Manche der Hürden, die bei der Zwiemilchnahrung auftreten können, lassen sich auch vermeiden. Wenn Eltern sich für die Zwiemilch entscheiden, sollten sie deshalb einige Dinge beachten:

  • Ist die Mutter zur Babymahlzeit anwesend, sollte sie möglichst immer zuerst stillen (mit beiden Brüsten), und erst dann das Fläschchen geben. Das Stillen darf dabei nicht zu kurz dauern, damit nicht nur die durstlöschende Vordermilch, sondern auch die gehaltvollere Hintermilch getrunken wird. Auch die Milchbildung wird so stärker angeregt.
  • Wie Eltern das erste Mal mit der Flasche starten können, hängt vom Kind ab: "Bei manchen Babys klappt das besser, wenn sie eine besonders wache und experimentierfreudige Phase haben, bei anderen ist es leichter, wenn sie gerade schläfrig sind", so Hebamme Egelkraut.
  • Für die Flasche nehmen Eltern am besten Prémilch oder HA Prémilch, denn sie ist der Muttermilch am ähnlichsten.
  • "Der Flaschensauger sollte eher klein und möglichst brustähnlich geformt sein, also nicht abgeflacht", rät Renate Egelkraut. Er sollte zudem nur ein Loch besitzen, damit das Kind sich beim Saugen etwas anstrengen muss, ähnlich wie an der Brust. Sonst wird das Saugen an der Flasche zu bequem und attraktiv, was zur Verweigerung der Brust ("Saugverwirrung") führen kann.
  • In den ersten sieben Lebenstagen entwickelt sich eine bestimmte, sehr saure Darmflora beim Kind. In dieser Phase sollte keine künstliche Säuglingsmilch gegeben werden, weil sie diese wichtige Entwicklung stört.
  • Zufüttern sollten Eltern erst, wenn sich die Brust harmonisch auf die Nachfrage eingestellt hat, also z. B. nicht mehr zu prall ist. "Das ist oft nach vier bis sechs Wochen der Fall", erläutert Geburtshelferin Egelkraut. Auch soll das Stillen möglichst schon unkompliziert verlaufen, bevor man ans Zufüttern denkt. Denn wenn ein Baby routiniert an der Brust trinken kann, beugt auch dies einer Saugverwirrung vor.

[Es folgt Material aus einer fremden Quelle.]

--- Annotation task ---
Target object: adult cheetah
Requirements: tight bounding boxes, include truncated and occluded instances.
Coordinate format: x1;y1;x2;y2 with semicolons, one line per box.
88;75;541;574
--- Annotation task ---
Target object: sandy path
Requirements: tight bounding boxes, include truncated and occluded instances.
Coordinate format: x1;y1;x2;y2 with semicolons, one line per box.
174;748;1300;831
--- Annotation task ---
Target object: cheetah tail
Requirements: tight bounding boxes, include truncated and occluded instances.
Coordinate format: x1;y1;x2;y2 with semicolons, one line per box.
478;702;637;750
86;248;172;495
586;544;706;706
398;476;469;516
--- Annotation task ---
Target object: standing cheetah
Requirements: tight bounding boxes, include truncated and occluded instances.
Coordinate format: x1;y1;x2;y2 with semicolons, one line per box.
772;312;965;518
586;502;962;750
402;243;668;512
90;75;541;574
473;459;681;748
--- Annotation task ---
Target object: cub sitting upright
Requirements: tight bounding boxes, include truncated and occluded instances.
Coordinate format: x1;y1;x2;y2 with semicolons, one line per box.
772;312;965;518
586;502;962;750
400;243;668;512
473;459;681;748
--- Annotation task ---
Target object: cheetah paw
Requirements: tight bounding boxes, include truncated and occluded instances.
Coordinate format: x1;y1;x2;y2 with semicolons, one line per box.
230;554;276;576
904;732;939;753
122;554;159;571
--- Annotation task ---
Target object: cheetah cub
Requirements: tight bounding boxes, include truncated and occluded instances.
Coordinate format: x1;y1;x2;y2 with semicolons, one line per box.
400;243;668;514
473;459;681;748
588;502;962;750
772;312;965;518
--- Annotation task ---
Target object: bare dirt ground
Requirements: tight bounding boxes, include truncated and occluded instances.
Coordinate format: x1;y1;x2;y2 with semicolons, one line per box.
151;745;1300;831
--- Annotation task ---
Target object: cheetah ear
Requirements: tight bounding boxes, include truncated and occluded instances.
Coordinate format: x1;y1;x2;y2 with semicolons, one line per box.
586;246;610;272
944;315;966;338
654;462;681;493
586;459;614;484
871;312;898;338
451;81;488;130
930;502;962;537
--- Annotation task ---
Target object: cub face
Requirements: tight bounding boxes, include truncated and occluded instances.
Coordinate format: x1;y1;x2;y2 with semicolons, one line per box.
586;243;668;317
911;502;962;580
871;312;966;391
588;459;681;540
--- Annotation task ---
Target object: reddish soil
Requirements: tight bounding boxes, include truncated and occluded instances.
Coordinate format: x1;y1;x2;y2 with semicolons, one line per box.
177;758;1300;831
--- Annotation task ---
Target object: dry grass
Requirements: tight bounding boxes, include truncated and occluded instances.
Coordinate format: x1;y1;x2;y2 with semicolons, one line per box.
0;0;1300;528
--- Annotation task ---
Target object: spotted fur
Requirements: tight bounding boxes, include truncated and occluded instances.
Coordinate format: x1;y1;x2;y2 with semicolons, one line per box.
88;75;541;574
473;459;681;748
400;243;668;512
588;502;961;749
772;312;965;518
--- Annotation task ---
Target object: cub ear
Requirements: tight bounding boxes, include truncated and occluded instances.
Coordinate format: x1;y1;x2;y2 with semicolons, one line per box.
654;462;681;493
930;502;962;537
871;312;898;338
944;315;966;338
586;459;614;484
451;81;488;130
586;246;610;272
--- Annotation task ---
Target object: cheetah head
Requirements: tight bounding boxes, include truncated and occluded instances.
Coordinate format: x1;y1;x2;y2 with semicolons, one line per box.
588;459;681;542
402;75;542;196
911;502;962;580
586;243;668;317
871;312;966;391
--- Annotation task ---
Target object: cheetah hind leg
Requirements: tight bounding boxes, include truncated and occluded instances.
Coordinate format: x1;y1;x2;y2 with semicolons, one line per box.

  • Der Flaschensauger sollte dem Kind nicht direkt in den Mund gegeben werden, sondern Eltern können mit der Saugerspitze die Unterlippe ihres Babys berühren, ähnlich wie es vor dem Stillen mit der Brustwarze geschieht. "Dies löst am besten das optimale Umgreifen des Saugers durch Babys Mund aus", erläutert Renate Egelkraut.
  • Damit die Flasche - ähnlich wie die Brust - gut nach Mama riecht, können Eltern sie mit einem Tuch oder Kleidungsstück umwickeln, das die Mutter zuvor auf der Haut getragen hat.
  • Der Hauptanteil der Nahrung sollte Muttermilch sein, nur der kleinere Teil Flaschenmilch, damit die Milchbildung nicht zu stark gebremst wird.